Dans ce cas, le travailaholisme devient une forme de service - non à un idole extérieur du succès, mais à un sentiment intérieur de vocation. Une telle personne n'a pas peur de rester seul avec lui-même, car il s'est déjà rencontré dans son œuvre. Son travail est un dialogue, et non un monologue. Et ce choix est aussi existentialiste, mais il conduit à la plénitude et non à l'épuisement.

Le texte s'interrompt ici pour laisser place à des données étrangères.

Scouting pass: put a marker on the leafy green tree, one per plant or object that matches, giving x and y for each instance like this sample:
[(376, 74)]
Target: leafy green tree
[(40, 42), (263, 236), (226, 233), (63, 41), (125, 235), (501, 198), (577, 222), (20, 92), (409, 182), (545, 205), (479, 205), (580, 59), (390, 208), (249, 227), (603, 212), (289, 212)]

Comment les distinguer ? Il y a quelques marqueurs qui aident à déterminer sur quel côté vous vous trouvez. Si votre travail vous apporte du plaisir, même quand il est difficile, et que vous ne ressentez pas une épuisement constant, c'est un bon signe. Si vous vous réveillez souvent avec des pensées sur les affaires, mais que vous ressentez un élan et non une anxiété, c'est aussi un bon signe. Si vous pouvez vous passer, laisser le travail dans le bureau, avoir des loisirs et des relations, vous êtes en équilibre.
Mais si vous ressentez que le travail vous absorbe toutes vos forces, si vous ne vous souvenez plus de la dernière fois que vous avez reposé avec plaisir, si vos relations souffrent et que vous ne pouvez pas arrêter, il est possible que vous ayez dépassé cette frontière où le travailaholisme devient une forme de dépendance. Et ici, il faut plus que simplement changer de régime, il faut réviser toute la système de valeurs. C'est ce choix existentialiste que personne ne peut faire à votre place.
Le Jour du travailaholic, célébré non officiellement dans certains pays, n'est pas simplement une occasion de se moquer de sa propre obsession. C'est une occasion de s'arrêter et de se poser des questions. Pourquoi je travaille ? Que gagne-t-il de mon travail ? Que perds-je ? Que veux-je laisser après moi ? Ces questions n'ont pas de réponses simples, mais elles ont du sens. Elles nous ramènent à nous-mêmes, à ce choix entre la fuite et la rencontre, entre l'automatisme et la conscience.
Il est particulièrement important d'écouter soi-même ce jour-là. Pas le patron, pas les collègues, pas la famille, mais soi-même. Comprendre ce qui vous motive : la peur ou l'amour, le devoir ou le désir, les attentes extérieures ou la voix intérieure. C'est ce choix existentialiste - non un choix unique, mais un choix quotidien que nous faisons chaque matin, quand nous decidons de vivre cette journée.
Le travailaholisme n'est pas un diagnostic ni un jugement. C'est une forme de vie qui peut être une prison ou un chemin. Tout dépend du choix que vous faites : vous soumettre au travail ou trouver en lui vous-même. Le Jour du travailaholic n'est pas un jour d'excuse pour vos heures supplémentaires, mais un jour de conscience de votre vie. Car en fin de compte, le travail n'est pas ce que nous faisons, mais qui nous devenons en processus. Et si nous ne voulons pas devenir une fonction, nous devrons faire ce choix à nouveau et à nouveau - de manière consciente, courageusement et honnêtement.